Your third distinction for making the most of September

To jog your memory: We're using the month of September to bust our mental blocks—you know, those thoughts, belief systems, and inactions that stand between us and our creating the thing we want to create before the end of 2017. If you missed it, here's where I give the full scoop on what we're doing, here's the first distinction, and here's the second distinction.

All right, you're up to speed! Let's dive into the third distinction of the month:

The Busy Action/Clarified Action Distinction

This one is deceptively simple.

To be busy is to be occupied. To have lots to do—often some combination of tasks and time commitments—and to focus your attention on the thing at hand (with, perhaps, a peripheral awareness of all the things that need your attention next).

When you're busy, your overarching objective is to strike through as many items on your list as you can, and to do so as efficiently as possible.

You might say the objective is to become less busy.

It's pretty vague as far as intentions go (and it's such a fleeting outcome!), yet we're all guilty at some time or another of using it as our sole guidepost when making our daily and weekly plans.

(After all, why do you think so many stationery companies create those adorable little weekly to-do lists for us to buy? Because we love to collect all of our busy-ness in one spot, then tick through it like the efficient go-getters we want to be.)

The problem here is less about our method (I love those Monday through Friday notepads as much as the next gal) and more about our mission. Rather, more about the absence of a real mission.

Let's look at the other half of this distinction for some contrast.

To clarify something is to remove its impurities. To refine. To eliminate confusion. To filter.

When you clarify your intentions for the day, you get really clear on what it is you want to accomplish (and we're not talking a whole list of things—pick a maximum of three) or who it is you want to be in the world (both your given and chosen roles), and you ensure all individual actions you take are in service to those intentions.

You apply discernment because you already know there's no end to the things you could do, chores and errands and fulfilling other's expectations of you.

The objective is to stay in alignment with some greater mission. To view the individual daily and weekly plans as stepping stones to achieving the bigger picture—the long-term goal, the long-range plan, the higher purpose of your existence.

Clarified action is supporting action. It's conscious action. It honors your big mission, whatever that might be, because it prioritizes your must-dos (instead of your infinite to-dos), all while maintaining the ever-present awareness that you have this one lifetime. And that's it.

If you don't feel high purpose when you think about your existence, fear not.

All you need to know is this:

Your reason for being is far more magnificent than the sum of your to-do lists (and your ninja-level ability to tick through them).

'Become less busy' is not your big-picture objective, even if it feels like it is in this season of your life.

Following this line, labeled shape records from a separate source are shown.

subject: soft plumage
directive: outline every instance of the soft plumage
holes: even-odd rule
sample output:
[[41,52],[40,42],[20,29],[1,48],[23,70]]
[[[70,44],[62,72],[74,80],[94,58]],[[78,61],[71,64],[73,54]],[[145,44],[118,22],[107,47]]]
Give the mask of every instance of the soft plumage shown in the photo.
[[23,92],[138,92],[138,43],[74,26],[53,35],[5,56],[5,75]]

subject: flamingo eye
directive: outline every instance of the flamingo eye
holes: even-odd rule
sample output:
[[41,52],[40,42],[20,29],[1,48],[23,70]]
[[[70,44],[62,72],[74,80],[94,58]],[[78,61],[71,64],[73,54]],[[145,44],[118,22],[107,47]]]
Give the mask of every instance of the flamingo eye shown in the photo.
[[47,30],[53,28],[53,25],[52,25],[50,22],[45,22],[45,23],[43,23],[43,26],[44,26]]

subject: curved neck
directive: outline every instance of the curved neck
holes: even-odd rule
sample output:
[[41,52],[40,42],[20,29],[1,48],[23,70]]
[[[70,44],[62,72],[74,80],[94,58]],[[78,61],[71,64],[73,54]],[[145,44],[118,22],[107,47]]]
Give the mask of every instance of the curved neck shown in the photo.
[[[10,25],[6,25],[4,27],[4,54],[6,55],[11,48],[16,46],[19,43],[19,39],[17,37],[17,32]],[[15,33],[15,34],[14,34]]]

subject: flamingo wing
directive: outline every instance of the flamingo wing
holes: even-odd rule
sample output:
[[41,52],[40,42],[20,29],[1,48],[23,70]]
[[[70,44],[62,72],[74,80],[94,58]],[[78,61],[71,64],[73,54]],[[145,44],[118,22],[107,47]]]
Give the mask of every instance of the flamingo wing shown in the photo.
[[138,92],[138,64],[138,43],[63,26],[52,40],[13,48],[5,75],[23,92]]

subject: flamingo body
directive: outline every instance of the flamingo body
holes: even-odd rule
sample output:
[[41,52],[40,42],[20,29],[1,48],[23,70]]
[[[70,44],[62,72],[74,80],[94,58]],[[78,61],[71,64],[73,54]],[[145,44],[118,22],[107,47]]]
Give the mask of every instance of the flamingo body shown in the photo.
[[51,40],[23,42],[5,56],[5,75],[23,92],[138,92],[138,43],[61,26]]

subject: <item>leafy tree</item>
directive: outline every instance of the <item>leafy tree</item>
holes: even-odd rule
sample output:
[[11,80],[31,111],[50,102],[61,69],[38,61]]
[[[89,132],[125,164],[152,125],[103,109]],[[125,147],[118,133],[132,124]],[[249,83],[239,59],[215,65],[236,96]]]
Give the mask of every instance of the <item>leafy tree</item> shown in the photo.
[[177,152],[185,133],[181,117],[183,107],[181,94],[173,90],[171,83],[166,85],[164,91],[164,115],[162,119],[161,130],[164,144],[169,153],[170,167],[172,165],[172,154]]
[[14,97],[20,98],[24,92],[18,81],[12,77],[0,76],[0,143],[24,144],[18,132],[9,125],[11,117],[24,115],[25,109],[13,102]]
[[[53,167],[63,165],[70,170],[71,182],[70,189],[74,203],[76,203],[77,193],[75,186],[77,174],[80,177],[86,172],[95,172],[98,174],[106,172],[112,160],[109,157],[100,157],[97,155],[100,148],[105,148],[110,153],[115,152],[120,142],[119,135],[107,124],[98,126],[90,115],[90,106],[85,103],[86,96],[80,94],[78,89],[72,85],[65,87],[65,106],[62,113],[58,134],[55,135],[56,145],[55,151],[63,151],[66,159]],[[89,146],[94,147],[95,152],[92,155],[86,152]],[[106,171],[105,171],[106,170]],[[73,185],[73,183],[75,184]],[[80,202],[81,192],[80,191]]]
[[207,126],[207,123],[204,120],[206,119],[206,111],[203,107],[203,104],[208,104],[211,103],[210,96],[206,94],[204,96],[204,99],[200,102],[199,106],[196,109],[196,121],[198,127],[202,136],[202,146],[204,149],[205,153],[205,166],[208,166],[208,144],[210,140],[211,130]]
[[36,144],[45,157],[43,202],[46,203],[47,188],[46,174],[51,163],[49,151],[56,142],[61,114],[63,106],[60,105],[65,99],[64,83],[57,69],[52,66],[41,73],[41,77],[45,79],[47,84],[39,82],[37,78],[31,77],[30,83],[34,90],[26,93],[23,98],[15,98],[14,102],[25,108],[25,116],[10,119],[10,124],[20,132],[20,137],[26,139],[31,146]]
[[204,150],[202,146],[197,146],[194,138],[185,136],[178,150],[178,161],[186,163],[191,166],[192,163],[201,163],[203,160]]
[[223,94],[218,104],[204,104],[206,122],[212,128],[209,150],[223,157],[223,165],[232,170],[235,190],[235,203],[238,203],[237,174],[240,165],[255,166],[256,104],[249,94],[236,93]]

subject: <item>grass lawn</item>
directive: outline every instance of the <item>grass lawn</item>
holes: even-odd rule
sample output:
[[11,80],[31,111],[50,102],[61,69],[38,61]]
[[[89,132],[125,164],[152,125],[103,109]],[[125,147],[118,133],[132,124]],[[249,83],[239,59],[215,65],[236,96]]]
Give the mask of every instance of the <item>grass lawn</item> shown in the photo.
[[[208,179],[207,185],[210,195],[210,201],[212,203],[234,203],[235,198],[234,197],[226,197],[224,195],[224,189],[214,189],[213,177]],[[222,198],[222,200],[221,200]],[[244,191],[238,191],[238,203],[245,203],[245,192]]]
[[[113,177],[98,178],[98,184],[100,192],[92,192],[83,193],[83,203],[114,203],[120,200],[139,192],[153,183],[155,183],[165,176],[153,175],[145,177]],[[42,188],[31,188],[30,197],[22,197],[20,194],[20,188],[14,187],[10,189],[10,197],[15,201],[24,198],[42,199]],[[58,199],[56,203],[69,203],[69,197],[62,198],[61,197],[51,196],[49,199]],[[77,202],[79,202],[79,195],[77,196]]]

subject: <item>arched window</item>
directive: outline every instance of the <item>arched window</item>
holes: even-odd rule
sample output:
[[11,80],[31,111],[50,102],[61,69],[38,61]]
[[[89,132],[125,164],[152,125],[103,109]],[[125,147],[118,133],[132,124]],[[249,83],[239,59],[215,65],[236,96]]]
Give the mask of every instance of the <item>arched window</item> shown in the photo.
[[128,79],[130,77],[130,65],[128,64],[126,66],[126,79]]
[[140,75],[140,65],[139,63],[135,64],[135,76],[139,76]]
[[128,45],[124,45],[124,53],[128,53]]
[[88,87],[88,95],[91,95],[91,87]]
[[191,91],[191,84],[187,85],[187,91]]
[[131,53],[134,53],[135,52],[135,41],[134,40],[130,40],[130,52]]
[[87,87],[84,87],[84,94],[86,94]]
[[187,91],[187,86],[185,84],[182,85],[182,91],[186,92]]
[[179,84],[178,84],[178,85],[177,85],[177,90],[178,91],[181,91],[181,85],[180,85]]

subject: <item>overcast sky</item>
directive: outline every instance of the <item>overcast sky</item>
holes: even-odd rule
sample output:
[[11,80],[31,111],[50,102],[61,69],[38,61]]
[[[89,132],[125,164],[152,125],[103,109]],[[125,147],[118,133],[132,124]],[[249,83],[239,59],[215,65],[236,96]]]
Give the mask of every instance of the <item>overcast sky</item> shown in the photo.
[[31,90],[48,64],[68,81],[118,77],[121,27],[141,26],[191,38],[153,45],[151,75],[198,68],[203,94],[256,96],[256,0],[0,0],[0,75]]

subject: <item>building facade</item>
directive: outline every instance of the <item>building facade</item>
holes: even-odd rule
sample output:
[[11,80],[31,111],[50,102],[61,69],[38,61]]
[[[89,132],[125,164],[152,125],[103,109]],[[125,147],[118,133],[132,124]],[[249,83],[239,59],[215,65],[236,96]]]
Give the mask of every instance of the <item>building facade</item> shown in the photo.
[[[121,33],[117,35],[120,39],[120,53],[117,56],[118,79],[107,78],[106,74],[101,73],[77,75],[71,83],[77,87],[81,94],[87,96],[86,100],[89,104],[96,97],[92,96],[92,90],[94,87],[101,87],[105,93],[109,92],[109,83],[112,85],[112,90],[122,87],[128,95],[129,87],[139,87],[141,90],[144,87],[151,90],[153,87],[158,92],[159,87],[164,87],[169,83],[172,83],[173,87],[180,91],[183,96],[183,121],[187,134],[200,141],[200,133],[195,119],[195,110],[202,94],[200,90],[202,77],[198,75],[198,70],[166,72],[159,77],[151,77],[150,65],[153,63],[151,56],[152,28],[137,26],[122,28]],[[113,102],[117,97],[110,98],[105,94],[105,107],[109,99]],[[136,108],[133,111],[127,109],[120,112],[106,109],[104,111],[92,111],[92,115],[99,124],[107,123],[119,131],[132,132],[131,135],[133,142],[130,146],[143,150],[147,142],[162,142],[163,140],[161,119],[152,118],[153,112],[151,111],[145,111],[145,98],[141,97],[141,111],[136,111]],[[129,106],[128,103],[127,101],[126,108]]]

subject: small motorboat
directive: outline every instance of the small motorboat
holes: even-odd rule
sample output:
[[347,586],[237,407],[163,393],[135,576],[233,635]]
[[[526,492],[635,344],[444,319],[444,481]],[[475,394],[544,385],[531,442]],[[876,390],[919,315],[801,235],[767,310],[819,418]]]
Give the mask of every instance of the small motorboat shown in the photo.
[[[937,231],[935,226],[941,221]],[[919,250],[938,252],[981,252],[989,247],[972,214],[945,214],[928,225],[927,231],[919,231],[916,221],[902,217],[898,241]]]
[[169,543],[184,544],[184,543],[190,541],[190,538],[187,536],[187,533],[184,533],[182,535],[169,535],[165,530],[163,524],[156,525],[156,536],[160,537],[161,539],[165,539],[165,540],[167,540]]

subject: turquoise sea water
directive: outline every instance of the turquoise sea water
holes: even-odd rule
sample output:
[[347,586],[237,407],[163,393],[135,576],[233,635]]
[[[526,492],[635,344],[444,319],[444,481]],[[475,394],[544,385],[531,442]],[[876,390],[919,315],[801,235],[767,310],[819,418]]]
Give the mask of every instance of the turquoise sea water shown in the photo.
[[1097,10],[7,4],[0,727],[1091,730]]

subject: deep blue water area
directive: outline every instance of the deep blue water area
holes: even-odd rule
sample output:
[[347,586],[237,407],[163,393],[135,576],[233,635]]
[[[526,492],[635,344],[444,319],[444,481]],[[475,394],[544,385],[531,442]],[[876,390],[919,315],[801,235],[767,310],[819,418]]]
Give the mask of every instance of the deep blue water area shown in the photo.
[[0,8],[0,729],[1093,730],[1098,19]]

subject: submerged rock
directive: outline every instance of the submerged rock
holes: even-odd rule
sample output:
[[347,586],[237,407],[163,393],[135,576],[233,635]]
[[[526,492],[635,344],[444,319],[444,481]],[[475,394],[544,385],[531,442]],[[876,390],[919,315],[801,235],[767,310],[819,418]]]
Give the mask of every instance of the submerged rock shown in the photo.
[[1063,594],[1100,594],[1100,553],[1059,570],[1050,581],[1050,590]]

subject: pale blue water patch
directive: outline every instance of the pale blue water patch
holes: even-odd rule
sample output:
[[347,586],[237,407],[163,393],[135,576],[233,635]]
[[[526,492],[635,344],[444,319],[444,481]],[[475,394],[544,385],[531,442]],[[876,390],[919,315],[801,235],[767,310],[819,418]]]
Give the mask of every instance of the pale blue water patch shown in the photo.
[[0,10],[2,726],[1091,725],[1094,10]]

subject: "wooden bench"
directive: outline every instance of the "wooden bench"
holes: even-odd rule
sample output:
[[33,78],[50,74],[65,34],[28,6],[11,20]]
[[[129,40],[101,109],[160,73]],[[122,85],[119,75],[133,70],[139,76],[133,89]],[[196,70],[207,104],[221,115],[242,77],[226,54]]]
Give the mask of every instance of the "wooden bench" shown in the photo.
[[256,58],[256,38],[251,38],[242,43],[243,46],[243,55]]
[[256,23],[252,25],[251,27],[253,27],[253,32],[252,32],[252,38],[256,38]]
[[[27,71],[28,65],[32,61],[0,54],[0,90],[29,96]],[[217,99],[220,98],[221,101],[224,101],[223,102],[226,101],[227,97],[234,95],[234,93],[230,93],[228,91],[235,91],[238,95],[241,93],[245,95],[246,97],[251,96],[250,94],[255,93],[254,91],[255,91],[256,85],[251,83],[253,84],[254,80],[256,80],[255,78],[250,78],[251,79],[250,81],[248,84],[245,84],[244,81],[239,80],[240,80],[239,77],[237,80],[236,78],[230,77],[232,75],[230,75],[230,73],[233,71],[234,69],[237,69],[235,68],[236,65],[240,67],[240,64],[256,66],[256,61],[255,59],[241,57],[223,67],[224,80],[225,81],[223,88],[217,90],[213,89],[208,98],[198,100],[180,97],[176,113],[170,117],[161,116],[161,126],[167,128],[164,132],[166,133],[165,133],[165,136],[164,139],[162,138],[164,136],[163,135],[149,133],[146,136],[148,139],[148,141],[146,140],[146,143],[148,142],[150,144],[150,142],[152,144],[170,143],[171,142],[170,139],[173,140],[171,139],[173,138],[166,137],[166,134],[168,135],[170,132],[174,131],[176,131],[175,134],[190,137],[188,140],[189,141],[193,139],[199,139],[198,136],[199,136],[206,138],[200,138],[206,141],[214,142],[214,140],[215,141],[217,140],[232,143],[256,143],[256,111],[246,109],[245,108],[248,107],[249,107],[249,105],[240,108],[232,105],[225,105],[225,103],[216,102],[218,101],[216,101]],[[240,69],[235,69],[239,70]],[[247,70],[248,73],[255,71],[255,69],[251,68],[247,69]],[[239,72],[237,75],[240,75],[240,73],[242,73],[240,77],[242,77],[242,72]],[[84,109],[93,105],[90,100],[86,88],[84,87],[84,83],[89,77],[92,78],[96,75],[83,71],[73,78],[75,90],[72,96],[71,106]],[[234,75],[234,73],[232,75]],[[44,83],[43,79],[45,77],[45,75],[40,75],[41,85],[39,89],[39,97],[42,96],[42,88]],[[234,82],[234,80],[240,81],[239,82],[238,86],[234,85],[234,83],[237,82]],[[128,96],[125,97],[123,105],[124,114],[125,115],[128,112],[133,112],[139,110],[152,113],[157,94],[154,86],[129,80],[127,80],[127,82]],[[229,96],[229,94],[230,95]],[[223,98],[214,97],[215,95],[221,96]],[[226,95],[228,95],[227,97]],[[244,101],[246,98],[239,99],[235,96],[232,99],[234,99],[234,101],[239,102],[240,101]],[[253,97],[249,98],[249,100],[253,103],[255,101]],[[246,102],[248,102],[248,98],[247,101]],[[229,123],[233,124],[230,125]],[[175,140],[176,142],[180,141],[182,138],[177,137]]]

You can shift from busy action to clarified action by bringing more consciousness to your planning. By contemplating what your mission statement would be if you had one. By setting aside the adorable Monday through Friday notepad in favor of a different approach, one where your guidepost is a single question you ask yourself:

What would I like to have achieved a year from now?

I can guarantee you that 'make the bed 365 times' won't be what springs to mind. Nor will 'write all birthday/holiday/event thank-you notes.'

What might spring to mind is something you started, but eventually abandoned because your time was hijacked or you had to pick up a side-gig to pay the bills or you just plain got scared. Something like, 'finish writing the novel.' Or 'host private dinners for small groups.' Maybe 'book a solo art show.'

If you're stuck in an endless loop of small-fry to-dos, what behaviors need to shift today (this week, this month) in order for you to get closer to achieving your dream thing a year from now.

Now, for your challenge:

It's time to refine! Imagine running your task lists through a filter, one that separates those future-vision must-dos from the myopic (and perpetually regenerating) to-dos. This week, your mission is to make time to accomplish as many of the former items as you possibly can.

Between now and next Tuesday, put the latter items on hold (it's only seven days!) and observe how your relationship to your dream thing changes.